Open-source package for GAUssian processes for CHEmistry.

Published 19/12/2023 in NeurIPS 2023

This was work done with Ryan-Rhys Griffiths, Leo Klarner, Henry Moss, Aditya Ravuri, Sang T. Truong, Yuanqi Du, Samuel Don Stanton, Bojana Ranković, Arian Rokkum Jamasb, Aryan Deshwal, Julius Schwartz, Austin Tripp, Gregory Kell, Simon Frieder, Anthony Bourached, Alex James Chan, Jacob Moss, Chengzhi Guo, Johannes P. Dürholt, Saudamini Chaurasia, Ji Won Park, Felix Strieth-Kalthoff, Alpha Lee, Bingqing Cheng, Philippe Schwaller, Jian Tang and Alán Aspuru-Guzik.

Link to paper is here, and link to the Github repo is here.

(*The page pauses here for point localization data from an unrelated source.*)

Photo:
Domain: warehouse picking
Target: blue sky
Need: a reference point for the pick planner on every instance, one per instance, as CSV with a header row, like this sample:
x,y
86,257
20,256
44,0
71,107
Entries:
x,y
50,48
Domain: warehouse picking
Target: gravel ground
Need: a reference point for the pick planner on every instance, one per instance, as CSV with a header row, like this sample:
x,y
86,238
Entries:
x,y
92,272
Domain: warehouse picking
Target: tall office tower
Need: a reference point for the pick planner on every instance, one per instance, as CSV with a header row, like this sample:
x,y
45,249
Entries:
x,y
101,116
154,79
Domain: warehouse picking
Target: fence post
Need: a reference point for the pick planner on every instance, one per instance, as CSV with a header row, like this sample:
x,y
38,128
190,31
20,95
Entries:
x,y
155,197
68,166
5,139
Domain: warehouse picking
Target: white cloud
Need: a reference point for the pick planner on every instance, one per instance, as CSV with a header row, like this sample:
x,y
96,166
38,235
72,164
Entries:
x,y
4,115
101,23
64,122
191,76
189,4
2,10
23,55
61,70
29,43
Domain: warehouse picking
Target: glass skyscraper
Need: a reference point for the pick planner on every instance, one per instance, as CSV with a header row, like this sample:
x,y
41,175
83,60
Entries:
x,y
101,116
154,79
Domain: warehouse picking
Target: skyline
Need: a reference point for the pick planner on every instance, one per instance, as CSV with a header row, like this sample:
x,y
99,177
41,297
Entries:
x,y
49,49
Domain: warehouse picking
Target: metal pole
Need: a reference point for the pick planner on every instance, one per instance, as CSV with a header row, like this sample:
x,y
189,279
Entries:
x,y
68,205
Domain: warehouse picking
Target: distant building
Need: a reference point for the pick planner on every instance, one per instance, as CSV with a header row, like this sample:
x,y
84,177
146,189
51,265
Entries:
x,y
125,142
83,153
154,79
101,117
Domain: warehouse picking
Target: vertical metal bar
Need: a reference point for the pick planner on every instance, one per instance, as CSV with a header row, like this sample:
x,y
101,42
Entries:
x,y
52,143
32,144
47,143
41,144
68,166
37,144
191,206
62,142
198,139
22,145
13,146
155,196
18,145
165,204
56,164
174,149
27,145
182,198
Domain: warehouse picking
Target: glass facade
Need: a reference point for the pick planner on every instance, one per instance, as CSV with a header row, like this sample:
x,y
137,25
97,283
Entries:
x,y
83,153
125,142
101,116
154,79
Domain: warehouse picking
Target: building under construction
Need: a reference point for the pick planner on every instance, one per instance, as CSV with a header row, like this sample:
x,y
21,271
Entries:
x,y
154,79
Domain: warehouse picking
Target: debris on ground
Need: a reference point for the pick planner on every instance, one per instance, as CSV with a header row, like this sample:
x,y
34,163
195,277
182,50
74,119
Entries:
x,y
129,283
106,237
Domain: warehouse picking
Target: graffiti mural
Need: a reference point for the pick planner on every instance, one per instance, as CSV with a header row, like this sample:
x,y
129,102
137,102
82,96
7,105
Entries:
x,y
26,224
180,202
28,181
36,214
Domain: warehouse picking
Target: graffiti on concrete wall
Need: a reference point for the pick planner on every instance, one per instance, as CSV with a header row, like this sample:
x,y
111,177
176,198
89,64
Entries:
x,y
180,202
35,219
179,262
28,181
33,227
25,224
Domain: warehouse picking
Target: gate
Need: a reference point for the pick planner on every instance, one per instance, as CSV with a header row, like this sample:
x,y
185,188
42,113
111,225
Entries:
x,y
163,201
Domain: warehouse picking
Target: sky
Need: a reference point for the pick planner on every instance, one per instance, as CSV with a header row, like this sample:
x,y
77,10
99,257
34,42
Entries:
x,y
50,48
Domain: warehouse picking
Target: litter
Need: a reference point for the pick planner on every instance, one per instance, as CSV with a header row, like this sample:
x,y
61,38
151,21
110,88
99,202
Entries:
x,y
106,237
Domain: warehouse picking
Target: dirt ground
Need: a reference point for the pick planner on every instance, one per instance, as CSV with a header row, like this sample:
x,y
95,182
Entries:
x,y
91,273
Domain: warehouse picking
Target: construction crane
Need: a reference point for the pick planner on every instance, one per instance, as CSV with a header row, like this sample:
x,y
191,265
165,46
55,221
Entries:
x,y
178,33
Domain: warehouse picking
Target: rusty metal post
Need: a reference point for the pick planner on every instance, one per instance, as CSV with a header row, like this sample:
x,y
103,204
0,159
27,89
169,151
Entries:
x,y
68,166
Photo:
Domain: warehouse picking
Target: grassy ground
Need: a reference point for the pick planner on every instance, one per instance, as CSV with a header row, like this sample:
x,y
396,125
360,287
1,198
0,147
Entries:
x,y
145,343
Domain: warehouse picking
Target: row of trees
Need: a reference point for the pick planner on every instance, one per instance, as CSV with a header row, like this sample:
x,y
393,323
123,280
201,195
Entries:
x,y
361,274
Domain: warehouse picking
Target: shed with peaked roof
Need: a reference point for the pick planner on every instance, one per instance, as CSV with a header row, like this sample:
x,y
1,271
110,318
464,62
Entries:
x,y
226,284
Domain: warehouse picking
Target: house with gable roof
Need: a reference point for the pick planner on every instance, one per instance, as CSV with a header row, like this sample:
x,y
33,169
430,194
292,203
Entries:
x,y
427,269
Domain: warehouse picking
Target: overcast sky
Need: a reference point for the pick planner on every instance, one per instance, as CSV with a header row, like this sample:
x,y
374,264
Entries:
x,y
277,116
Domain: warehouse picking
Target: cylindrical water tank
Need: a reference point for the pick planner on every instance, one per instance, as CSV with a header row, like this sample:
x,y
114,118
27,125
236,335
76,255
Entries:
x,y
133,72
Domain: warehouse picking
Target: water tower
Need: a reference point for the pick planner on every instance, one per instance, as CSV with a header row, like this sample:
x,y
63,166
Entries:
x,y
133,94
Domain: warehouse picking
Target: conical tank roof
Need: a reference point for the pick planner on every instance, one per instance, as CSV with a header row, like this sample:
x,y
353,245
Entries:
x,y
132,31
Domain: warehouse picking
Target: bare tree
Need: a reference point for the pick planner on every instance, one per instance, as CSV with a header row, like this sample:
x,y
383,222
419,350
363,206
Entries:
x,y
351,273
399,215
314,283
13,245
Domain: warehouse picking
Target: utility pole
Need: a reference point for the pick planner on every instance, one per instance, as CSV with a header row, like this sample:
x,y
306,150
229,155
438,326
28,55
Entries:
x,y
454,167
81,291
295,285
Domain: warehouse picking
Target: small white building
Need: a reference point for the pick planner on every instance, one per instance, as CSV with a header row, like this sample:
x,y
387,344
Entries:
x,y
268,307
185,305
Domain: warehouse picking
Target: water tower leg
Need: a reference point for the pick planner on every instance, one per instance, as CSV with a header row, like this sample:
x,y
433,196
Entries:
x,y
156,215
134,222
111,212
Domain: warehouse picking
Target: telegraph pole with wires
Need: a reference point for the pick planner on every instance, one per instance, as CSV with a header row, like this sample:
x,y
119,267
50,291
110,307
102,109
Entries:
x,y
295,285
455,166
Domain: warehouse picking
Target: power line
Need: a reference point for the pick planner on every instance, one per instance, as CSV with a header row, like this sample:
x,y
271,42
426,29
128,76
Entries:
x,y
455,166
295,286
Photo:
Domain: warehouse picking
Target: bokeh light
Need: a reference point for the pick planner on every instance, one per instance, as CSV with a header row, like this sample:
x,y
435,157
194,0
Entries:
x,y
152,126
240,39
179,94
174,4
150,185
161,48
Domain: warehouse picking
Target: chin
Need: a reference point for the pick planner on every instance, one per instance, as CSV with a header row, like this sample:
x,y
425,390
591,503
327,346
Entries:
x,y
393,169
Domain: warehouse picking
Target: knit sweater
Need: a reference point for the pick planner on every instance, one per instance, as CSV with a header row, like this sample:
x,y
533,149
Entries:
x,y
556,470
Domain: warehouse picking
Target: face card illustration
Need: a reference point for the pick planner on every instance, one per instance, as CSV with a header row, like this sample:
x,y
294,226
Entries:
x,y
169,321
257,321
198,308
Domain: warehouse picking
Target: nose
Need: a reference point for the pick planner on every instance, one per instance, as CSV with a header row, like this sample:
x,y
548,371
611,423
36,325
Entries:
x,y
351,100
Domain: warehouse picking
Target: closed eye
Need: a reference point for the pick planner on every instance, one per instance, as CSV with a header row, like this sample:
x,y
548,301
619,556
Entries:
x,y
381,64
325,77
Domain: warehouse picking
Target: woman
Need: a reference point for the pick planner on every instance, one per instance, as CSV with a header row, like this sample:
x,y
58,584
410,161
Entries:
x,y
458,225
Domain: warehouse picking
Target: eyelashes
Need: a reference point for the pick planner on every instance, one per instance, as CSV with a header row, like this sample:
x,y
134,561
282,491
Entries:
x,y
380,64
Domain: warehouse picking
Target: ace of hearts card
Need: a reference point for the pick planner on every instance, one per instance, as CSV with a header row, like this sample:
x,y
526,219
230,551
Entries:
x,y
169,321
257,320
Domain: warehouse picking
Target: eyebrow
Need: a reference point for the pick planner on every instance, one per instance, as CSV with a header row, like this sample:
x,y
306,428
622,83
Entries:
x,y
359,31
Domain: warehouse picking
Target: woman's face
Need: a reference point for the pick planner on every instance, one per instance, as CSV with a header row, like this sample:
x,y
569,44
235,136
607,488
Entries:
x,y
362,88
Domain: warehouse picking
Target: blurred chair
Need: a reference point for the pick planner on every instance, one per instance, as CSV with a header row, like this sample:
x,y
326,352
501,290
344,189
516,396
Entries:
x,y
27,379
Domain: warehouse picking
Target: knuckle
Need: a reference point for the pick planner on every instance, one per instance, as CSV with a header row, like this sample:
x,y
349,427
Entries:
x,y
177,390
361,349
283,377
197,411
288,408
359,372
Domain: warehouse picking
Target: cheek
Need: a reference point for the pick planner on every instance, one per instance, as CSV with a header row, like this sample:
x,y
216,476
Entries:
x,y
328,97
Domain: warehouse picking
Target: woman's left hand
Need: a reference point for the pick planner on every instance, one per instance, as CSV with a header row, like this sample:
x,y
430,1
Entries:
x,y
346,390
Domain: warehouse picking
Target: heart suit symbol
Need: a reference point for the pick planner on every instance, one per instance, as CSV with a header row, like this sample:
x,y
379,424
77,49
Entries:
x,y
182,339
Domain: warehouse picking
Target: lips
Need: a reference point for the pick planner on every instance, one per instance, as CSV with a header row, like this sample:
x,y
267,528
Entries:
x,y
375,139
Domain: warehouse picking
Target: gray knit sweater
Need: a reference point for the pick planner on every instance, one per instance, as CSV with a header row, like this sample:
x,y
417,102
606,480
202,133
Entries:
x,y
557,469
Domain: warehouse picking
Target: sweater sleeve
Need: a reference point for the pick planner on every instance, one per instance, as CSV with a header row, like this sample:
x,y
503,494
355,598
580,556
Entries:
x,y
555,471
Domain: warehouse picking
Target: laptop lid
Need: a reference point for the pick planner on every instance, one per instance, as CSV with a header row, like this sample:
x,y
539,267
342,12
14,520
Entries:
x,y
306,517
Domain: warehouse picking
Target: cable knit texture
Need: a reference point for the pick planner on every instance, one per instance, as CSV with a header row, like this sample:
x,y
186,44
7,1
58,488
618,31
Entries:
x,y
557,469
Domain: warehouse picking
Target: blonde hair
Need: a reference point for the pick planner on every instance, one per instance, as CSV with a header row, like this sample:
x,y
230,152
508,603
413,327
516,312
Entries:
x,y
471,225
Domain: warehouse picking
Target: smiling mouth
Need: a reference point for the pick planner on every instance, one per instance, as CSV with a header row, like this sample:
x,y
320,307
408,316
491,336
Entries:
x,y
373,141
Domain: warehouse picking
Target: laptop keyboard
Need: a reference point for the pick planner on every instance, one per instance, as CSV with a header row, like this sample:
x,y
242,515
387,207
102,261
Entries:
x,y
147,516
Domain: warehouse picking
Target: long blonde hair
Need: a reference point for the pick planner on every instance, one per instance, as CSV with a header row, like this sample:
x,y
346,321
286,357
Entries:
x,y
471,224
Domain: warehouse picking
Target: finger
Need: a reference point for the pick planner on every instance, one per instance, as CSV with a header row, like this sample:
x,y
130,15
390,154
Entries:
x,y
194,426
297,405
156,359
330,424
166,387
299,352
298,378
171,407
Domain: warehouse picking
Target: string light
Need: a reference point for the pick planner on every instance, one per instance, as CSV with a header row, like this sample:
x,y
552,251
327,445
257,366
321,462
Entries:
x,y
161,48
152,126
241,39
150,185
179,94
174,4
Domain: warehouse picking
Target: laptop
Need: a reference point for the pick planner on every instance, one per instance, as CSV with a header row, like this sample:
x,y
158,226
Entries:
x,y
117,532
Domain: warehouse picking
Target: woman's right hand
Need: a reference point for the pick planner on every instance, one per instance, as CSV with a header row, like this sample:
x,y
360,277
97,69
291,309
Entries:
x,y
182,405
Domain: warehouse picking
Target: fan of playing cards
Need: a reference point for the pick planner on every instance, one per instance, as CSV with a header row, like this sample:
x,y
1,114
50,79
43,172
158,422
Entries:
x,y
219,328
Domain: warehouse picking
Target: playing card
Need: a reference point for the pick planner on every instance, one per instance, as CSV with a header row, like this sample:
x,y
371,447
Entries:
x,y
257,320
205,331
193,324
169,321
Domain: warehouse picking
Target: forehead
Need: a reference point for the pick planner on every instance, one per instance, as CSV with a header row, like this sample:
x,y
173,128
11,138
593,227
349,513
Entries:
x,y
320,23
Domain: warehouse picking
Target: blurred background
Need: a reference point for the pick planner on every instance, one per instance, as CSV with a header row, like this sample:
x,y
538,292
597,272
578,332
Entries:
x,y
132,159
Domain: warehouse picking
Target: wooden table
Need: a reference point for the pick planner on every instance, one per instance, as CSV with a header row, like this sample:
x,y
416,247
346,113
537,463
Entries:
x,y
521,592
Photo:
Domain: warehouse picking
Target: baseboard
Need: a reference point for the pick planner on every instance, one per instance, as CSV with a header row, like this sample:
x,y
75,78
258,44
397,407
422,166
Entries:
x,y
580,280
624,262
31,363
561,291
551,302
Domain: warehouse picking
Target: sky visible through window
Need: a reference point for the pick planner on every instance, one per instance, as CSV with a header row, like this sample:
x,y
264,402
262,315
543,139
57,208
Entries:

Predictive tasks are important for materials and drug discovery research. While more complex models (ie. deep learning models) have demonstrated state-of-the-art performance on regression and classification tasks, kernel methods such as Gaussian processes are still commonly used, due to the low amounts of data available for training when working with experimental datasets. This is usually due to the costly and resource-intensive nature of performing the experiments.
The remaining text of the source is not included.